I don't think the logic for closing this race condition belongs in the FetchSessionHandler since it doesn't really have anything to do with fetch sessions. It would also be better to not use volatiles-- they are scary! :)

I think we should just get rid of the client.hasPendingRequests(node) check, since it's not sufficient, and add a SynchronizedSet<Integer> pendingFetchRequests. Then we can just do something like

if (pendingFetchRequests.add(nodeId)) {
  // ... invoke session handler
} else {
  // log.trace("Skipping fetch for partition {} because previous request to {} has not been processed", partition, node);
}

Then I think the onSuccess and onFailure handers in Fetcher.java can do pendingFetchRequests.remove(nodeId), once they're finished with all processing. It would be better to do it at the very end of those functions, since otherwise we have to think really hard about the state of data structures like completedFetches, etc. Maybe a try/finally block could help here?

hachikuji · 2019-04-16T15:26:19Z

@rajinisivaram By the way, it seems this bug can also explain https://issues.apache.org/jira/browse/KAFKA-7565?

manderson23 · 2019-04-23T14:31:19Z

Can this be merged into 2.2.x when resolved? Our logs are flooded with these messages.

noslowerdna · 2019-05-17T18:56:21Z

Is warning level more appropriate than info?

@noslowerdna Thanks for the review. I am not sure we want to change the log level from info to warn in all the cases in Fetcher. @cmccabe is more familiar with this code, so will be interested to see what he thinks.

noslowerdna · 2019-05-17T18:56:57Z

Is warning level more appropriate than info?

noslowerdna · 2019-05-17T18:57:19Z

Is warning level more appropriate than info?

noslowerdna · 2019-05-17T18:58:43Z

Is warning level more appropriate than info? Especially since we no longer expect the INVALID_FETCH_SESSION_EPOCH error to commonly occur.

noslowerdna · 2019-05-17T19:05:26Z

The class-level javadoc should thoroughly document the thread-safety of this class. And the sessionPartitions variable should be a ConcurrentHashMap rather than a LinkedHashMap (as KAFKA-7280 shows).

Have included the changes in this PR under the thread safety section. To avoid any risky changes, only changes specific to this issue are included in this PR. For changes to other variables, it will be better to create a separate JIRA describing the issue.

ijuma · 2019-05-19T22:57:23Z

Do we want to get this merged before 2.3.0?

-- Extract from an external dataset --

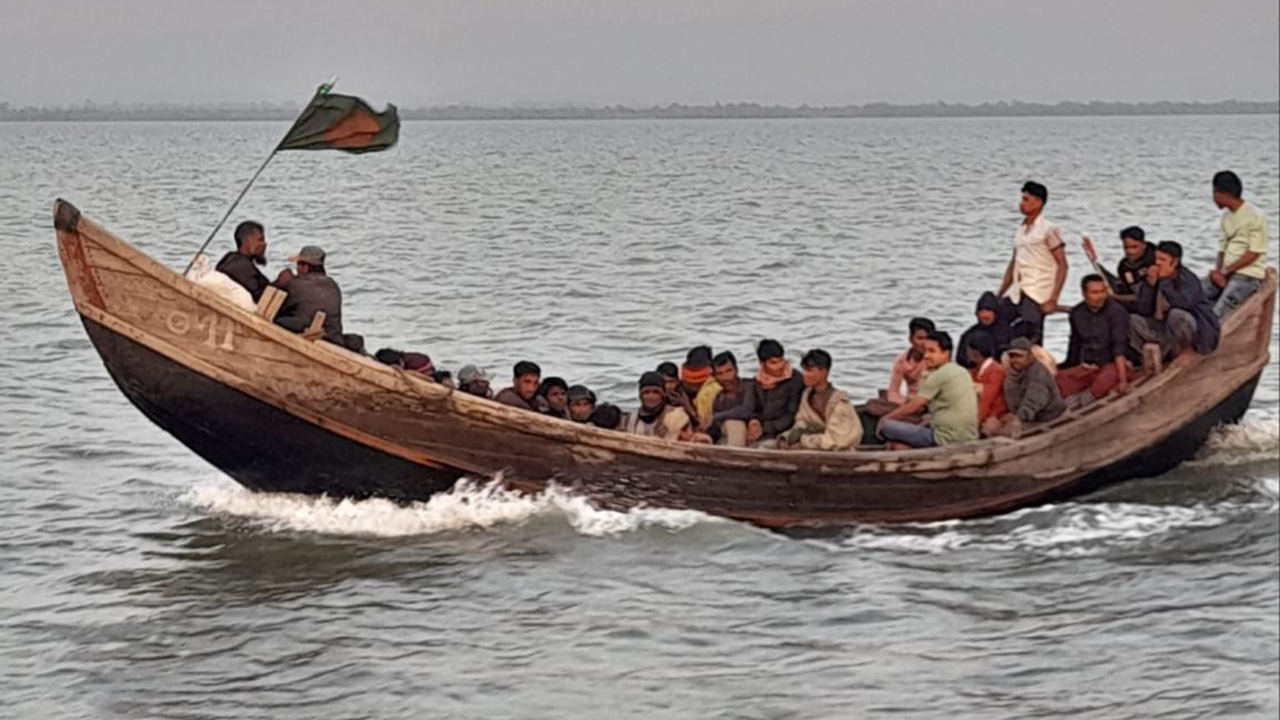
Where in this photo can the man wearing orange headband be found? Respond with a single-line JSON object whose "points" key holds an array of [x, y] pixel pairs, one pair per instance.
{"points": [[698, 383]]}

rajinisivaram · 2019-05-20T10:47:36Z

@ijuma @cmccabe @noslowerdna I have rewritten this PR based on the suggestion from @cmccabe. It is a small change specifically to address the race condition in fetch request creation. Since several users run into this frequently, it may be worth including this in 2.3.0 even though it is actually not a blocker.

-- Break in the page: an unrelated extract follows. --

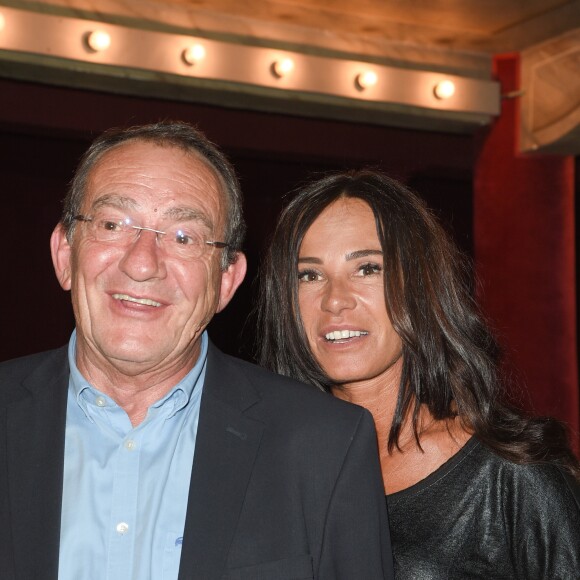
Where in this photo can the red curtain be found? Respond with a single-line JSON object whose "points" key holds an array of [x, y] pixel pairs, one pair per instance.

rajinisivaram · 2019-05-20T10:57:35Z

retest this please

ijuma · 2019-05-20T14:42:44Z

@rajinisivaram To double check, https://issues.apache.org/jira/browse/KAFKA-7565 is not addressed by this change, correct?

noslowerdna · 2019-05-20T17:02:23Z

The rewrite looks good

rajinisivaram · 2019-05-20T18:04:42Z

@ijuma Yes, that is correct, this does not fix the issue in https://issues.apache.org/jira/browse/KAFKA-7565.

hachikuji

Thanks @rajinisivaram. Left one comment.

hachikuji · 2019-05-20T20:17:58Z

        Map<Node, FetchSessionHandler.FetchRequestData> reqs = new LinkedHashMap<>();
        for (Map.Entry<Node, FetchSessionHandler.Builder> entry : fetchable.entrySet()) {
            reqs.put(entry.getKey(), entry.getValue().build());
+            this.nodesWithPendingFetchRequests.add(entry.getKey().id());


I wonder if it would be better to make this call after client.send returns successfully in sendFetches?

Another safety we might add is to remove from nodesWithPendingFetchRequests above if client.isUnavailable returns true?

@hachikuji Thanks for the review. Moved the call after client.send.

I wasn't sure about removing for client.isUnavailable. I think we guarantee that the listener onSuccess or onFailure is invoked in all cases if send suceeds. So that should be sufficient? I was a bit concerned that an additional remove could in theory mean that a listener invoked later from heartbeat thread could potentially remove the subsequent send. Dont think it can happen in practice though.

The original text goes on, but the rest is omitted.